ちなみにグラウンさんは仕事が忙しいらしく同行出来なかった。折を見て合流すると言っていたが、会議等が夕方近くまでかかるらしく、出来ればそれまでには帰ってきて欲しいと言っていた。うーん、まるで小さい子供を持つ親の様だ。トアの世話はさぞかし大変だろう。

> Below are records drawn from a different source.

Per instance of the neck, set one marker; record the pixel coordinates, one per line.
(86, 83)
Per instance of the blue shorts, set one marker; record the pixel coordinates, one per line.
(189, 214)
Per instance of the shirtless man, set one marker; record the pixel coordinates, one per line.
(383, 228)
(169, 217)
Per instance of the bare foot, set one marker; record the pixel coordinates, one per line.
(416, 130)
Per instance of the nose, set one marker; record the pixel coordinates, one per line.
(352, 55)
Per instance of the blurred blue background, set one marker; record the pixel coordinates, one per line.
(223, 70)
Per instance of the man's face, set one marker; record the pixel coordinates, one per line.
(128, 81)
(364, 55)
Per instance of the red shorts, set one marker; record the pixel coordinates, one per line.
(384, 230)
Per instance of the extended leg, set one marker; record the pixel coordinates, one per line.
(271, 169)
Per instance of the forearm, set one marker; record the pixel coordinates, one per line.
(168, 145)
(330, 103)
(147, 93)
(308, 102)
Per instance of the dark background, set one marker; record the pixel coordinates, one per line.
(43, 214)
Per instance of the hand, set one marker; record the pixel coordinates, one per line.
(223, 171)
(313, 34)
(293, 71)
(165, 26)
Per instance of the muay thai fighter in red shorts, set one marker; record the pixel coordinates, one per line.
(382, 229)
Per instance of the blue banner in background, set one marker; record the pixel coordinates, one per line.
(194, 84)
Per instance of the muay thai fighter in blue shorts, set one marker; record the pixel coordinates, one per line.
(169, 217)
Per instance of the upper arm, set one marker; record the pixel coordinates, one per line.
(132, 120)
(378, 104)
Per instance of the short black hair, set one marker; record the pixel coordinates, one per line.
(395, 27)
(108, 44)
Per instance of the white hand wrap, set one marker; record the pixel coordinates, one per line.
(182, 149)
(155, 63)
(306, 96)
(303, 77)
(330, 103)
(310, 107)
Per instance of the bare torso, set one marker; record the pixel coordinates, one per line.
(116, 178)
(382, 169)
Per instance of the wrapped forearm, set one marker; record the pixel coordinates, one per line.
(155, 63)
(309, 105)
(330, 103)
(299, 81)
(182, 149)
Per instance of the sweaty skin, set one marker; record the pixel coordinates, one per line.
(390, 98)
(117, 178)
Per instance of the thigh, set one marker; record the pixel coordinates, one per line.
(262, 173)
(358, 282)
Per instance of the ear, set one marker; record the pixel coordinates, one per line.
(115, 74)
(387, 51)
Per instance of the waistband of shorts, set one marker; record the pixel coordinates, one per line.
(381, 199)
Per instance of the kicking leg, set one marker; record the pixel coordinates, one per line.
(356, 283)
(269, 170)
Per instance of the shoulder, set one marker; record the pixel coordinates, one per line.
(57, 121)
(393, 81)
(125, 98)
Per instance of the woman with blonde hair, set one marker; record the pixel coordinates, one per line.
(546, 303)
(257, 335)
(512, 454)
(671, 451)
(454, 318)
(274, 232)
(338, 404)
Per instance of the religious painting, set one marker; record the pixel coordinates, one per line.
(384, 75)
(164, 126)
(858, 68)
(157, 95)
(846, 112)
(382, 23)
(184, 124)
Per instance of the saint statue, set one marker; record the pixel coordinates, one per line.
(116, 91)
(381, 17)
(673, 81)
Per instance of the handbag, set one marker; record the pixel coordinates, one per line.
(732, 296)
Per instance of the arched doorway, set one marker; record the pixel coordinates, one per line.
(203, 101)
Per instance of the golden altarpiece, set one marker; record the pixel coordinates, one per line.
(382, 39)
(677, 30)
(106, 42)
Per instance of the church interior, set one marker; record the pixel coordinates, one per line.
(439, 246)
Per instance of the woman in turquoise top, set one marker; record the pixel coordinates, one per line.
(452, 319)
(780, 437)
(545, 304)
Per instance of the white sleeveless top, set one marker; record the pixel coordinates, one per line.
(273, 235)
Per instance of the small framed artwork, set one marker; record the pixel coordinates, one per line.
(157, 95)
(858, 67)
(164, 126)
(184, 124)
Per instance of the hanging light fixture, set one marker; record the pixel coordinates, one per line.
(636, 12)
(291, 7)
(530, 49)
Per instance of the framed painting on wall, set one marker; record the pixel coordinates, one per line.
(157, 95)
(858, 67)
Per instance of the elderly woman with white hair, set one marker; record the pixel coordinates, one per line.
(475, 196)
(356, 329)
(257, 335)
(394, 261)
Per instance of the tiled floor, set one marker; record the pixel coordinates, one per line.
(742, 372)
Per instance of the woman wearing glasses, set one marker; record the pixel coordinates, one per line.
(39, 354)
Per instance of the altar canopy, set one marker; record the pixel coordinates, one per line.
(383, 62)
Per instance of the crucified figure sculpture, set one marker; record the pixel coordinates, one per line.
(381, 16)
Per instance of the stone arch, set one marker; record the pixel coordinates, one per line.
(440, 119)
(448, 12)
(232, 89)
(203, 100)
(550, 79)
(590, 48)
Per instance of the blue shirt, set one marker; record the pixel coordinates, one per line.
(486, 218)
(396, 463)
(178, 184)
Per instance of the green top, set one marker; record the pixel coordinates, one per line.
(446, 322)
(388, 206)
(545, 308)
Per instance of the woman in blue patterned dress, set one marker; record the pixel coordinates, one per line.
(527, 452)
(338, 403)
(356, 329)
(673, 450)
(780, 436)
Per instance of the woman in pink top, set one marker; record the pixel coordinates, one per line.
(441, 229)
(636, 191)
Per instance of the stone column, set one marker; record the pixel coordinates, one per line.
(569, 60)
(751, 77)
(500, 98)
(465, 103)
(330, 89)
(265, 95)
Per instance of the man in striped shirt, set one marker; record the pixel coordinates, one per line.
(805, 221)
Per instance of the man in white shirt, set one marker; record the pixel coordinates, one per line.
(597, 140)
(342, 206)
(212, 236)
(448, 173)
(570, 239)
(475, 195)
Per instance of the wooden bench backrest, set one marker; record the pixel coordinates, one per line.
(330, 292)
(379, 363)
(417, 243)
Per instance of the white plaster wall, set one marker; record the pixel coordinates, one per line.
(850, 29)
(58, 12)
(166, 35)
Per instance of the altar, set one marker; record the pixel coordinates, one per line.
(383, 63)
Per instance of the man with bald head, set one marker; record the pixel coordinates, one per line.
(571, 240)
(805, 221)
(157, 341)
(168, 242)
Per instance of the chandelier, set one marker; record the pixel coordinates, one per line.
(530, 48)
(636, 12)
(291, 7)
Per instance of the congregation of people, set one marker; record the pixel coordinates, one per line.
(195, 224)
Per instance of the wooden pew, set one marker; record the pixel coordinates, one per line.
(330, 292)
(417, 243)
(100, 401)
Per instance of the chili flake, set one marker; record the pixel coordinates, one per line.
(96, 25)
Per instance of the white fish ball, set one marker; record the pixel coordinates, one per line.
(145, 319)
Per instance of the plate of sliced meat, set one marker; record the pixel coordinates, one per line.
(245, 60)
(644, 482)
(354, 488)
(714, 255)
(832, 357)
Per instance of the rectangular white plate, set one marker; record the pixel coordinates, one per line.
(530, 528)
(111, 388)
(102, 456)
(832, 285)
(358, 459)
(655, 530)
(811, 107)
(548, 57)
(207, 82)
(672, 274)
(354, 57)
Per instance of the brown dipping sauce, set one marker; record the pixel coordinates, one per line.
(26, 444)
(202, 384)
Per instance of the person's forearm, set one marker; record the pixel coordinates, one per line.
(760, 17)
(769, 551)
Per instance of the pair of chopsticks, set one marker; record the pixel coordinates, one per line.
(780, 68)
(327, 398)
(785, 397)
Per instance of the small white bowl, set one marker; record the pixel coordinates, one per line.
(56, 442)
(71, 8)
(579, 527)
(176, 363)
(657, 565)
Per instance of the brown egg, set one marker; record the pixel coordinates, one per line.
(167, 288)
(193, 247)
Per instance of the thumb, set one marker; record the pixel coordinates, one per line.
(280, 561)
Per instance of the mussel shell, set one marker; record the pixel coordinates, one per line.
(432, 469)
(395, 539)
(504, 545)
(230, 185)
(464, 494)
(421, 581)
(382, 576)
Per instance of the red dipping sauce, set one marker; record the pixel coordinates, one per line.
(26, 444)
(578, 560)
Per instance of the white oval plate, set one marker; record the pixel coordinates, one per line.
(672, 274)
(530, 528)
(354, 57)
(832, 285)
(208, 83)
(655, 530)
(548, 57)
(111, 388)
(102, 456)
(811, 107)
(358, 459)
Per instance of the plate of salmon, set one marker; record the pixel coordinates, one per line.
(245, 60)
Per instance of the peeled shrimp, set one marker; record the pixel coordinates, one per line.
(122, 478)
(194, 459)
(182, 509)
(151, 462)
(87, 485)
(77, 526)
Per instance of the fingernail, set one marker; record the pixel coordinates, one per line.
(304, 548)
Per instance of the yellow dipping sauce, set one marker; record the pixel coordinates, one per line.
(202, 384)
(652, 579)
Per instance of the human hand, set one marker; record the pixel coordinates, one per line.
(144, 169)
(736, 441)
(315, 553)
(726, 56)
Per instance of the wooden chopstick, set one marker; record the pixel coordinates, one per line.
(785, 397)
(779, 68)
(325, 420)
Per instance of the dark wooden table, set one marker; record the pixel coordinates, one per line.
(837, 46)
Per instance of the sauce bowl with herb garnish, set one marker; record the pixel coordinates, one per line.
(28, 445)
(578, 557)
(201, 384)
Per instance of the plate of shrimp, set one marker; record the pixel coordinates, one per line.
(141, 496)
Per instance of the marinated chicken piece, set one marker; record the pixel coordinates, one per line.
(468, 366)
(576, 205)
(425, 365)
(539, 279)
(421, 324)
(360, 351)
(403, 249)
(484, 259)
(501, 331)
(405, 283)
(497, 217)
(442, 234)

「トア、あんたケミーと対峙した時燃えてるウサギみたいなやつ召喚したけど全然効かなくて絶句してたじゃん」
千佳が清々しい程ストレートに痛い所を突いてくる。この一切の遠慮の無さは仲の良さ故……なのだろうか。トアは珍しく言い返せない様で、言葉に詰まる。そして。
「……あの子が持ってた傘、覚えてる?」
不意に真面目なトーンに変わった。そんなトアの変化に、今度は千佳の方が口を噤んだ。若しくは、問題のケミーの傘を思い出しているのかもしれない。
あの異様な変質を遂げた、恐ろしい物体を。
「あれはね、見て分かったと思うけど普通の傘じゃないの。無機物同士が意図せず融合してしまった、召喚術によって生まれてしまった武器なのよ」
そういえばあの時も言っていた。無機物融合体の召喚武器だって。状況が状況だったので、詳しく聞く事が出来なかったんだ。
「どういう事?」
「説明が難しいんだけど……。召喚術は、異世界からこちらの世界に対象を転移させる術だっていうのは理解してるわよね? その異世界と異世界を繋ぐ門になるのが召喚図形で、道標となって通路を通すのが詠唱って事になるわけ。問題はその通路の部分なんだけど」
絵里の質問に、身振り手振りで試行錯誤しながらトアが説明する。どうやら相当ややこしい話のようで、色々悩みながら言葉を選んでいる。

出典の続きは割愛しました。